Do We Really Spend More and Get Less?

The conventional wisdom in health policy is that the United States spends far more than any other country and enjoys mediocre health outcomes. This judgment is repeated so often and so forcefully that you will almost never see it questioned. And yet it may not be true.

Indeed, the reverse may be true. We may be spending less and getting more.

The case for the critics was bolstered last week by a new OECD report that concluded:

The United States spends two-and-a-half times more than the OECD average health expenditure per person … It even spends twice as much as France, for example, a country which is generally accepted as having very good health services. At 17.4% of GDP in 2009, U.S. health spending is half as much again as any other country, and nearly twice the average.

Similar claims were made recently in The New York Times by former White House health advisor, Zeke Emanuel, who added that we are not getting better health care as a result.

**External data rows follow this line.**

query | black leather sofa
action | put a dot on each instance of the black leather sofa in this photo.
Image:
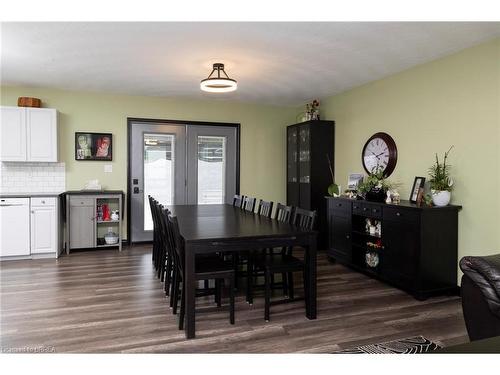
(481, 295)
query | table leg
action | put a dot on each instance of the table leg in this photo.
(190, 291)
(311, 277)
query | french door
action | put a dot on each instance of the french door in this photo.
(178, 164)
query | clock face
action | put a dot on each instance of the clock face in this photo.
(379, 154)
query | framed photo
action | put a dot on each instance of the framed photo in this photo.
(93, 146)
(354, 180)
(418, 184)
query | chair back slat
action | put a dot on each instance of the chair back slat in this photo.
(265, 208)
(177, 240)
(248, 204)
(283, 213)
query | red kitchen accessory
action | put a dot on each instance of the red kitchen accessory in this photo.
(105, 212)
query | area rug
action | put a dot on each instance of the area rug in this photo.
(412, 345)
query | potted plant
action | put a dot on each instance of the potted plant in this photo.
(374, 187)
(440, 181)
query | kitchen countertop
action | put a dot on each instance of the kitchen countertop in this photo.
(28, 195)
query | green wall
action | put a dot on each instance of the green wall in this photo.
(262, 133)
(451, 101)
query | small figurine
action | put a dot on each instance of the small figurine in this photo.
(388, 199)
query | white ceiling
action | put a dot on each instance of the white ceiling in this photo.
(275, 63)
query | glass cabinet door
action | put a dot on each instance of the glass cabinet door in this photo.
(292, 155)
(304, 155)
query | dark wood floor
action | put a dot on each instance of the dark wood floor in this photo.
(106, 301)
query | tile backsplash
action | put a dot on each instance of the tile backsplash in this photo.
(32, 177)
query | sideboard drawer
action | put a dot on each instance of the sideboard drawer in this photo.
(340, 207)
(392, 213)
(371, 210)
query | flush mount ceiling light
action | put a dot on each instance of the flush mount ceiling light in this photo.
(218, 81)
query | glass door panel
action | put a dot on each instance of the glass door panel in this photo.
(211, 169)
(304, 155)
(292, 155)
(159, 172)
(211, 164)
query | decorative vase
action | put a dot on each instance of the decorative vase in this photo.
(441, 198)
(376, 195)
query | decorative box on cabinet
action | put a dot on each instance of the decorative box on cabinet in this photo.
(418, 250)
(308, 177)
(28, 134)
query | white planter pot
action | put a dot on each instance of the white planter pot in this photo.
(441, 198)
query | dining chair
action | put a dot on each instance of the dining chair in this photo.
(248, 204)
(206, 268)
(283, 214)
(265, 208)
(285, 263)
(238, 200)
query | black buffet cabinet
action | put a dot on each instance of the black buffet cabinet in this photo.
(413, 248)
(308, 175)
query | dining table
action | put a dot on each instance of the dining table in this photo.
(224, 228)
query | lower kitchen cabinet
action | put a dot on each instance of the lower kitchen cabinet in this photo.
(44, 226)
(29, 227)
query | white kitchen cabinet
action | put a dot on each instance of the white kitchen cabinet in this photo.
(13, 134)
(44, 229)
(41, 132)
(15, 227)
(28, 134)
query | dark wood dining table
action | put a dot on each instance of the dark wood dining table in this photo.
(224, 228)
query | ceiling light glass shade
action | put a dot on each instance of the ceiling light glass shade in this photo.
(217, 82)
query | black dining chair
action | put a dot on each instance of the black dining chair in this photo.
(206, 268)
(248, 204)
(265, 208)
(238, 200)
(284, 262)
(283, 214)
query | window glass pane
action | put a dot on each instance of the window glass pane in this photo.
(211, 169)
(158, 172)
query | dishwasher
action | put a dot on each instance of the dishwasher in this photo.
(14, 227)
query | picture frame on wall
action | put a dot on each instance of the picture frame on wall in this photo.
(93, 146)
(418, 183)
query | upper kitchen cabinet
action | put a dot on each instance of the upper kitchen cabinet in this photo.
(28, 134)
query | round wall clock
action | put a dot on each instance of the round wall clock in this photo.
(380, 153)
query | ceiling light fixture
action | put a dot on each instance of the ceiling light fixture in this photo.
(217, 83)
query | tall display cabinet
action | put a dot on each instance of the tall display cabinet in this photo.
(308, 174)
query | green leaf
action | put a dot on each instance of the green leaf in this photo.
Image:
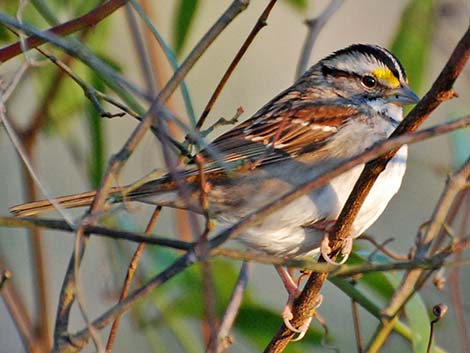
(186, 10)
(412, 42)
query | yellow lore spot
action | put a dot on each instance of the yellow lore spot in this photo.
(385, 75)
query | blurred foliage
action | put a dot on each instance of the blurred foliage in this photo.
(183, 297)
(180, 300)
(413, 39)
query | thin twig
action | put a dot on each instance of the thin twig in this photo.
(382, 247)
(414, 279)
(315, 25)
(90, 19)
(146, 69)
(357, 326)
(118, 161)
(27, 163)
(130, 274)
(4, 277)
(260, 23)
(440, 91)
(231, 311)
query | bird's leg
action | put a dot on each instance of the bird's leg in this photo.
(293, 292)
(325, 248)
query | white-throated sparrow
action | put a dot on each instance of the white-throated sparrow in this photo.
(341, 106)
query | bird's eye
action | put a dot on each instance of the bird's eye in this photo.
(369, 81)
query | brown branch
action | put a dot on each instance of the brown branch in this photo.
(88, 20)
(130, 274)
(315, 25)
(415, 279)
(259, 25)
(118, 161)
(440, 91)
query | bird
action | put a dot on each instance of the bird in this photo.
(344, 104)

The same charge was aired at the Health Affairs blog the other day by Obama Social Security Advisory Board appointee Henry Aaron and health economist Paul Ginsburg. It is standard fare at Ezra Klein’s blog, at The Incidental Economist and at the Commonwealth Fund. It is also unquestioned dogma for New York Times columnist, Paul Krugman.

What are all these people missing? On the spending side, they are overlooking one of the most basic concepts in all of economics.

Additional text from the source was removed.